Ah-Yuen had grown tall, sprouting like new grass after a spring shower. Seated next to his father, he clearly took after him, though he was much thinner. He shared his father’s love of guns and knew all the foreign and local makes. Mr. Auyung lent him books to read on armaments too. Mr. Auyung compared China to a lion with a festering boil on its body. If the boil did not heal in time then the lion would never get to its feet again. What was to be done? Mr. Auyung asked his students. Open a school and educate all the people so that they wake up, everyone answered in unison. Everyone, that is, but Ah-Yuen.

Ah-Yuen said running a school was a long-term project, like administering Chinese medicine to someone with an acute disease. If the medicine was too slow-acting then the lion might die first. A quick surgical operation, such as Western doctors performed, was what was needed in order to save the lion, according to Ah-Yuen. Military might was the only way to expel Westerners and Japanese and put China back on its feet. Ah-Yuen excelled in his studies and always came first in every subject. But when he engaged in heated discussions he was full of bravura, a quality which Kam Sau found both attractive and alarming at the same time.

Ah-Yuen’s father had lived with the Fongs for many years, so many that he had carried Kam Shan and Kam Ho around on his back as babies. He used to call the boys the “young masters” until Six Fingers had finally persuaded him to address them by their given names. When the Fongs’ first steward, Ha Kau, died, Mak Dau took over responsibility for the house and farm. He was, however, still a servant; he and his family ate with the other servants, and they washed their laundry in a different pool from the Fongs.

Ah-Yuen, born the son of a servant, should have remained a servant too, according to the old way of doing things. But Six Fingers had, with a slight nudge, set his life on a different course: she had sent him, as well as her daughter, to the best school for miles around. Six Fingers’ decision opened the boy’s eyes to the big, wide world beyond the narrow confines of their home village. Ah-Yuen was actually more mentally agile and shrewder than Kam Sau. Where she scurried along, he raced ahead, showing Kam Sau the way.

Ah-Yuen was always attentive to Kam Sau but never humble in the way that his father was. Kam Sau knew that her mother wanted Ah-Yuen as a live-in son-in-law and was smoothing the way forward for him, enabling him to walk tall, so that by the time he went in through the door of her bridal chamber he would be a respectable young gentleman.
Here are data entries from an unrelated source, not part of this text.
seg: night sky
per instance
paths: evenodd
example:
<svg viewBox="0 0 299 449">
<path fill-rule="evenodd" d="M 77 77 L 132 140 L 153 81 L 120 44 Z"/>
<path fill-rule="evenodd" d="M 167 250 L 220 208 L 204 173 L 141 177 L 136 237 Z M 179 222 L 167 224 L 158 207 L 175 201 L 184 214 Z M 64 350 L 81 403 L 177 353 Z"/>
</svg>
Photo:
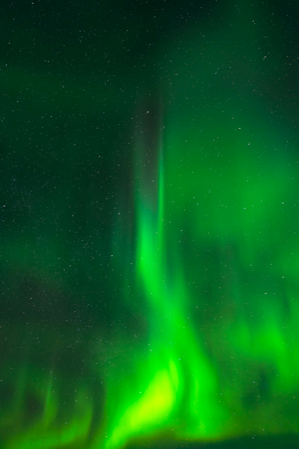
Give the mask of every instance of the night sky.
<svg viewBox="0 0 299 449">
<path fill-rule="evenodd" d="M 299 447 L 299 6 L 0 6 L 0 447 Z"/>
</svg>

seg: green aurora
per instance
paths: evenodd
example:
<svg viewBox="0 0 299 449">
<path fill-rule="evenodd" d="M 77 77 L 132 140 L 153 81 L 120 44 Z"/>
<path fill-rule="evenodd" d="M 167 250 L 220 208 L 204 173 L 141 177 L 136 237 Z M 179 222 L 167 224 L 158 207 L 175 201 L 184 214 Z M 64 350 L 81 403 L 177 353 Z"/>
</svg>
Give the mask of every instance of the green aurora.
<svg viewBox="0 0 299 449">
<path fill-rule="evenodd" d="M 5 7 L 3 449 L 298 444 L 299 11 L 201 4 Z"/>
</svg>

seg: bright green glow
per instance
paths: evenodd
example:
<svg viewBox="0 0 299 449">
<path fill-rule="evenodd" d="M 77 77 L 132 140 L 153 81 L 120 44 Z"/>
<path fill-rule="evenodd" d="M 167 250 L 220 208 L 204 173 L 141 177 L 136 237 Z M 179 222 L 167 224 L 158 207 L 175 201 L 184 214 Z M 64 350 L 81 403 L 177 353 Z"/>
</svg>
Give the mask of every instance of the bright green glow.
<svg viewBox="0 0 299 449">
<path fill-rule="evenodd" d="M 298 117 L 283 80 L 297 56 L 286 54 L 287 32 L 267 2 L 214 3 L 217 13 L 176 33 L 156 55 L 163 93 L 155 103 L 144 96 L 152 106 L 126 131 L 137 136 L 134 171 L 118 202 L 118 178 L 102 182 L 115 163 L 110 124 L 104 137 L 91 141 L 86 131 L 81 146 L 74 132 L 55 131 L 39 159 L 41 123 L 22 122 L 24 110 L 13 115 L 20 99 L 5 103 L 4 135 L 13 124 L 7 198 L 16 198 L 6 206 L 1 242 L 10 310 L 1 344 L 13 354 L 1 360 L 1 449 L 125 449 L 151 440 L 155 447 L 165 436 L 183 446 L 299 434 Z M 81 86 L 79 99 L 63 90 L 52 105 L 61 80 L 47 81 L 47 68 L 35 83 L 27 66 L 16 68 L 17 54 L 14 73 L 3 70 L 2 79 L 22 91 L 34 114 L 47 113 L 51 130 L 59 129 L 61 117 L 54 126 L 50 118 L 63 105 L 69 123 L 76 105 L 87 110 L 95 101 L 88 81 L 90 93 Z M 105 114 L 132 97 L 119 100 L 121 77 L 121 86 L 105 87 L 96 102 Z M 35 84 L 42 88 L 29 98 Z M 78 119 L 72 131 L 87 123 Z M 87 142 L 95 149 L 88 162 Z M 11 172 L 18 145 L 11 165 L 21 171 Z M 25 167 L 30 157 L 36 185 Z M 52 190 L 43 184 L 49 171 Z M 50 180 L 56 172 L 63 180 L 57 194 L 61 181 Z"/>
</svg>

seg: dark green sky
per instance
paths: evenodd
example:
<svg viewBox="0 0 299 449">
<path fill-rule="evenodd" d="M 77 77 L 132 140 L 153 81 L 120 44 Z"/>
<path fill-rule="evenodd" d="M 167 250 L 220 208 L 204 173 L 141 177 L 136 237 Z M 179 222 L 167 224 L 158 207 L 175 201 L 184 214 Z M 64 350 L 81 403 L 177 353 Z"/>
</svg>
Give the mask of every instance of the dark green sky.
<svg viewBox="0 0 299 449">
<path fill-rule="evenodd" d="M 299 18 L 2 2 L 1 447 L 297 444 Z"/>
</svg>

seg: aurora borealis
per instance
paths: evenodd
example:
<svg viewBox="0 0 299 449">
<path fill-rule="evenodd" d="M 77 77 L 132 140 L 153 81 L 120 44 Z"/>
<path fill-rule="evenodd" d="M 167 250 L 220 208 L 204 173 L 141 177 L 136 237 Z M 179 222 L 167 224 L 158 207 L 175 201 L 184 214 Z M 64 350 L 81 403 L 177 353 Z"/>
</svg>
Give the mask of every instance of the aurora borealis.
<svg viewBox="0 0 299 449">
<path fill-rule="evenodd" d="M 299 445 L 299 7 L 1 6 L 1 449 Z"/>
</svg>

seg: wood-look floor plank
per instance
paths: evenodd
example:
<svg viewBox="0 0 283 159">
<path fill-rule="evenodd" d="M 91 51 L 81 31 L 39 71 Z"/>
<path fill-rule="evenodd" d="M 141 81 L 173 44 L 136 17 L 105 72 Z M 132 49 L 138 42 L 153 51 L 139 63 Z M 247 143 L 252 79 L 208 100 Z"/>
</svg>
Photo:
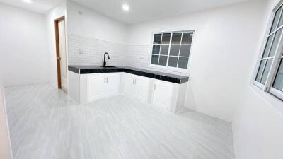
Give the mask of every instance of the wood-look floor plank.
<svg viewBox="0 0 283 159">
<path fill-rule="evenodd" d="M 233 159 L 231 125 L 117 95 L 79 105 L 47 84 L 5 88 L 15 159 Z"/>
</svg>

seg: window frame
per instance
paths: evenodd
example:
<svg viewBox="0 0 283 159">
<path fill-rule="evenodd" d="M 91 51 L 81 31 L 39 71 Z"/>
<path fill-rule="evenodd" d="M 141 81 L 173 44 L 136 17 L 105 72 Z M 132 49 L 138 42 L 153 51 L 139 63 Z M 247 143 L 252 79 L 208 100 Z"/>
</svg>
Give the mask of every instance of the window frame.
<svg viewBox="0 0 283 159">
<path fill-rule="evenodd" d="M 267 92 L 267 93 L 272 94 L 272 95 L 280 99 L 281 100 L 283 100 L 283 88 L 280 91 L 272 87 L 273 83 L 275 80 L 275 77 L 276 77 L 276 75 L 277 73 L 277 70 L 279 69 L 279 66 L 280 64 L 281 59 L 283 58 L 283 31 L 281 33 L 280 38 L 278 41 L 278 45 L 275 49 L 275 55 L 273 57 L 262 57 L 263 54 L 265 53 L 265 47 L 267 43 L 269 36 L 270 36 L 272 34 L 272 33 L 274 33 L 274 37 L 272 40 L 272 42 L 273 42 L 274 38 L 275 38 L 275 34 L 276 34 L 277 31 L 279 30 L 281 28 L 283 28 L 283 25 L 282 25 L 282 26 L 278 27 L 278 28 L 275 28 L 275 30 L 274 31 L 270 33 L 270 30 L 272 27 L 272 23 L 273 23 L 273 21 L 274 21 L 274 19 L 275 17 L 276 11 L 278 9 L 279 9 L 280 7 L 282 7 L 282 8 L 280 12 L 280 16 L 278 18 L 278 23 L 277 23 L 277 27 L 279 24 L 281 16 L 283 16 L 283 0 L 281 0 L 272 10 L 272 13 L 271 18 L 270 19 L 267 30 L 265 35 L 265 40 L 263 41 L 263 43 L 262 43 L 263 45 L 262 45 L 262 47 L 260 49 L 261 54 L 260 54 L 260 56 L 258 58 L 253 79 L 253 84 L 255 86 L 258 87 L 259 88 L 264 90 L 265 92 Z M 272 47 L 272 46 L 270 48 L 268 54 L 270 53 L 271 47 Z M 273 61 L 270 66 L 270 71 L 267 74 L 265 84 L 262 84 L 260 82 L 257 81 L 256 78 L 257 78 L 258 72 L 260 69 L 260 62 L 262 61 L 262 59 L 266 59 L 266 60 L 267 60 L 266 63 L 267 63 L 267 59 L 272 59 L 272 58 L 273 58 Z M 261 73 L 263 73 L 265 66 L 266 66 L 266 64 L 265 64 L 265 67 L 263 68 L 262 72 Z M 262 76 L 261 76 L 261 78 L 262 78 Z"/>
<path fill-rule="evenodd" d="M 172 37 L 173 33 L 192 33 L 193 34 L 192 35 L 192 43 L 190 45 L 182 45 L 181 43 L 180 44 L 180 46 L 182 45 L 190 45 L 190 55 L 189 57 L 183 57 L 188 58 L 188 61 L 187 61 L 187 66 L 186 69 L 183 68 L 178 68 L 178 67 L 172 67 L 172 66 L 168 66 L 168 61 L 169 61 L 169 57 L 183 57 L 183 56 L 170 56 L 170 49 L 171 47 L 171 41 L 172 41 Z M 168 48 L 168 54 L 166 55 L 168 57 L 167 58 L 167 62 L 166 62 L 166 66 L 161 66 L 161 65 L 156 65 L 156 64 L 151 64 L 151 58 L 152 58 L 152 49 L 153 49 L 153 46 L 154 46 L 154 35 L 156 34 L 166 34 L 166 33 L 170 33 L 171 37 L 170 37 L 170 42 L 169 44 L 169 48 Z M 149 48 L 149 61 L 148 61 L 148 66 L 150 68 L 152 69 L 161 69 L 161 70 L 164 70 L 164 71 L 174 71 L 174 72 L 178 72 L 178 73 L 188 73 L 188 69 L 190 68 L 190 61 L 192 59 L 192 46 L 194 43 L 194 37 L 195 34 L 195 30 L 192 30 L 192 29 L 179 29 L 179 30 L 166 30 L 166 31 L 155 31 L 151 33 L 151 44 L 150 44 L 150 48 Z M 182 36 L 183 37 L 183 36 Z M 181 42 L 182 42 L 182 37 L 181 37 Z M 160 44 L 162 45 L 162 44 Z M 180 52 L 180 50 L 179 50 Z M 160 54 L 159 54 L 160 56 Z M 161 55 L 162 56 L 162 55 Z"/>
</svg>

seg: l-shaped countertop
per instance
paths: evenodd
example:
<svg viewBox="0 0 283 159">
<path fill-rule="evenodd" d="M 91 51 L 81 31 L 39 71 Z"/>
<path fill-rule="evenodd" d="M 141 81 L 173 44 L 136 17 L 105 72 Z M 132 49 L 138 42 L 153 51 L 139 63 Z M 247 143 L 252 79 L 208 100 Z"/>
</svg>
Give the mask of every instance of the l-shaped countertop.
<svg viewBox="0 0 283 159">
<path fill-rule="evenodd" d="M 125 66 L 115 66 L 112 67 L 103 67 L 91 65 L 68 66 L 68 70 L 78 74 L 125 72 L 131 74 L 162 80 L 178 84 L 182 84 L 183 83 L 187 82 L 189 80 L 188 76 L 183 76 Z"/>
</svg>

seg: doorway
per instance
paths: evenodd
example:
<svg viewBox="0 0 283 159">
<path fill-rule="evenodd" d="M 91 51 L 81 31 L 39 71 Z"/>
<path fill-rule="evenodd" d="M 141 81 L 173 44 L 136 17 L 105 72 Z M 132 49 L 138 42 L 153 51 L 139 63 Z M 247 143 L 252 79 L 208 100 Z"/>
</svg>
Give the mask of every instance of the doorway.
<svg viewBox="0 0 283 159">
<path fill-rule="evenodd" d="M 55 20 L 58 89 L 67 92 L 65 17 Z"/>
</svg>

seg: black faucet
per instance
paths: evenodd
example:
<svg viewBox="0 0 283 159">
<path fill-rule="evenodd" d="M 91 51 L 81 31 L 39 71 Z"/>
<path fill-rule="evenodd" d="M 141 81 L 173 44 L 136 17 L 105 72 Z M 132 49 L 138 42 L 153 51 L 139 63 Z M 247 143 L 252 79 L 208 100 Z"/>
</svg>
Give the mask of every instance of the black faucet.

To move into the bride’s house may have lowered him in the eyes of society but not in the eyes of his future mother-in-law. Six Fingers was infinitely clever. What she wanted, she made sure she got.

By the time Kam Sau got downstairs, her mother had lit the stove and was gently reheating the pigs’ trotters of the night before. As the jelly softened and melted, the most delicious smell wafted through the house. While Six Fingers waited for the dish to be ready, she felt in her pocket for a bamboo comb to do her daughter’s hair. She undid the braids and Kam Sau’s gleaming thick hair tumbled over her knees. The sharp teeth of the comb cut through the hair as easily as butter, and the steady strokes gave Kam Sau a feeling of languorous pleasure.

She rested against her mother and asked idly: “Are you giving my sister-in-law a bowl of the trotters?” She meant her brother Kam Ho’s wife. “Huh, she can come down on her own two feet, can’t she? A hungry rat will find its own food.